Aboriginal Canadians who were taken from their homes as children and placed with non-native families are hoping a formal apology from Manitoba will usher in a new era of political change and healing.

On Thursday, Manitoba Premier Greg Selinger rose in the provincial legislature to formally apologize to thousands of victims of the child-welfare program dubbed the ‘60s Scoop.’

The premier’s apology marked the first time a provincial government has formally acknowledged what Selinger called a “historic injustice” that has “left intergenerational scars and cultural loss.”

Starting in the 1960s, it is believed that as many as 20,000 aboriginal children were removed from their homes and placed with mostly white families across North America, including thousands in the United States.

Taken from their families, many of the children suffered emotional trauma, loss of culture, and in some cases, abuse.

Documentary filmmaker Coleen Rajotte, a ‘60s Scoop’ survivor, said the recognition in the legislature “brought back memories of everything that I’ve lost” including her language and connection to her birth family.

“This really is a new chapter for me, because it brings public awareness to this whole issue, and we really feel that we deserve the same recognition that residential school survivors had,” Rajotte said on CTV’s Canada AM Friday.

As a documentary filmmaker, Rajotte has hard dozens of survivors’ “horror stories.”

“Children were beat for stealing a handful of walnuts because they were hungry,” she said. “One survivor told me that no one ever told him that he was ever loved. That really broke my heart.”

Turning the camera on her own painful past was at times overwhelming, Rajotte said.

When she sought out her birth family nearly 15 years ago, she received files from Child and Family Services that included letters from her birth mother, pleading for information about her daughter. The leters, she said, were always sent to CFS around her birthday.

“It was too much for me to process, I was just sitting there, frozen, unable to comprehend that someone had looked for me.”

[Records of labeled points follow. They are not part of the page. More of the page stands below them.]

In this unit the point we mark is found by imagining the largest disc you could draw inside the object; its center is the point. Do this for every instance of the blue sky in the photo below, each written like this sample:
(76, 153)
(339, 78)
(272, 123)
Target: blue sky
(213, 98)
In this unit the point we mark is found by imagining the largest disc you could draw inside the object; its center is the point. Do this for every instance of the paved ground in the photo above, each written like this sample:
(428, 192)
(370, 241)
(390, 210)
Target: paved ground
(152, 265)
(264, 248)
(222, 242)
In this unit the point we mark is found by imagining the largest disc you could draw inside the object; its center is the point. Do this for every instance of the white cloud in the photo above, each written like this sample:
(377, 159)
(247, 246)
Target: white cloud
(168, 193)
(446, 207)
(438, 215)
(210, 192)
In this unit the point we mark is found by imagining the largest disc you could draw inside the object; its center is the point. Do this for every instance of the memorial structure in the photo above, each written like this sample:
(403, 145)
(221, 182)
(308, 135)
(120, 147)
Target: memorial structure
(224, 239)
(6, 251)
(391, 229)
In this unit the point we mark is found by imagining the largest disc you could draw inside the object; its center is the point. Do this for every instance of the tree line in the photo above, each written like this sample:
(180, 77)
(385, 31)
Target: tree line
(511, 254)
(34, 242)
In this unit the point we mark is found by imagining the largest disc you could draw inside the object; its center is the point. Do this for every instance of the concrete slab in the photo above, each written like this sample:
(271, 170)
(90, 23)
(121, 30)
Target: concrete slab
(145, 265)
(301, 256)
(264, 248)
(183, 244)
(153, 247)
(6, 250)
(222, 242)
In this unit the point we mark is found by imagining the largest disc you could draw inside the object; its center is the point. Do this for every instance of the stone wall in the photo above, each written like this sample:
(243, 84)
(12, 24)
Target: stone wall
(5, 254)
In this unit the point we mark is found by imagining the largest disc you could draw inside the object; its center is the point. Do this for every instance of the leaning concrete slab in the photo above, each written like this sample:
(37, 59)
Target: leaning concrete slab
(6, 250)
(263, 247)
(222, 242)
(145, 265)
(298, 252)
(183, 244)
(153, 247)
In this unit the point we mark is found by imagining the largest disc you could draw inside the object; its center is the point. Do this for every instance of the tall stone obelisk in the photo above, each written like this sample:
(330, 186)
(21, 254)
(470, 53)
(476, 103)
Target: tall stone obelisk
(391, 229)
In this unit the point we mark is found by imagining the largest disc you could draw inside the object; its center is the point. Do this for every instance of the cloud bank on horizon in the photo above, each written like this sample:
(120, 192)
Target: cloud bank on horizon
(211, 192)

Rajotte found her birth family in 2001, but said there many adoptees have yet to reconnect with theirs. She wants to see support for survivors, including a national ad campaign in the U.S. to provide assistance and contact information for adoptees.

Calling the ‘60s Scoop’ an “ongoing legacy,” Rajotte said survivors are also seeking an apology from the federal government and an investigation similar to the Truth and Reconciliation Commission.

“People need to learn and understand what really happened during that era.”